2) Ask for feedback – Before your scheduled reflection times, ask those closest to you for their impressions of what you’ve done particularly well or poorly in the past year. Ask for both actions and decisions. And keep an open and non-defensive mind for this.
3) Decide for yourself what was positive and negative – Just because others view your actions and decisions as either positive or negative does not necessarily mean that you must agree with them. Be your own person, but be honest with yourself, as well. If you think their perceptions are inaccurate for whatever reason, make sure you can document to yourself why you feel otherwise. If you can’t or if it’s just a gut feeling you have, reconsider if your ego may be leading you.
4) Plan for success – Based on your self-evaluation, look forward to the next year and determine where you will get the most bang for your buck. Focus on leveraging your strengths to overcome weaknesses, instead of simply strengthening areas of weakness.
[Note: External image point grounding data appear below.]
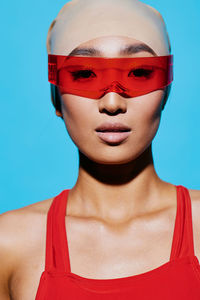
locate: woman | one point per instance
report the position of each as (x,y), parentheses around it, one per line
(129,233)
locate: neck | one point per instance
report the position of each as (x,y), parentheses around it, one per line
(117,193)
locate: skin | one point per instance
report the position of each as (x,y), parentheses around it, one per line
(119,206)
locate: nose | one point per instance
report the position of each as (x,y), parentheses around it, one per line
(112,103)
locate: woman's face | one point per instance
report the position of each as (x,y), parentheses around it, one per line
(141,114)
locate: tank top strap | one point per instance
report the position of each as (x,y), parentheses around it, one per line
(183,244)
(56,243)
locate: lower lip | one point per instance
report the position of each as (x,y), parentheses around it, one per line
(113,137)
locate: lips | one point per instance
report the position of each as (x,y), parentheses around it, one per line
(113,133)
(112,127)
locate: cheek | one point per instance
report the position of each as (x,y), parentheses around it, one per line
(147,110)
(77,115)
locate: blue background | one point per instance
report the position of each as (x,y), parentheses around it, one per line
(38,158)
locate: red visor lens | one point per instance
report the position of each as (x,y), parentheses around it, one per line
(93,77)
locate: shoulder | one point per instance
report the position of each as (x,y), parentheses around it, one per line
(195,200)
(21,229)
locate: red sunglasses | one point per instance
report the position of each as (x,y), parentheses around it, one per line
(93,77)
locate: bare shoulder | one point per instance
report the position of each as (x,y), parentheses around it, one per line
(20,231)
(195,200)
(15,224)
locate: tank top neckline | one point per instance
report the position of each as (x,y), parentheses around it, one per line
(57,251)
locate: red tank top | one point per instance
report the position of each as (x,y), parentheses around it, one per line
(179,278)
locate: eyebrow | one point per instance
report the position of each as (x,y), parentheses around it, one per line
(127,50)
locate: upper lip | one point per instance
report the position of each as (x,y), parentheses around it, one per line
(113,127)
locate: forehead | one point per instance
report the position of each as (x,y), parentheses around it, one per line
(110,46)
(80,22)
Typically, we’re weakest at things about which we are least passionate. So, unless it’s a true career derailer, play to your strengths.
5) Communicate & publicize your plan – Once you’ve developed an action plan for moving yourself and your career (or your organization through your leadership) further, get it in writing and put it out there for all to see. Nothing says humility better than a leader who acknowledges his or her shortcomings, as well as the successes. And nothing holds oneself more accountable for actively pursuing individual growth than letting others know your personal development priorities.
Will 2012 be more successful than 2011? That remains to be seen (and depends on your definition of success). But if you follow these five steps, you yourself will grow stronger and more valuable to any organization in the next year. You can only control that which you control, and your own self-development is entirely under your control. Just don’t leave it to chance!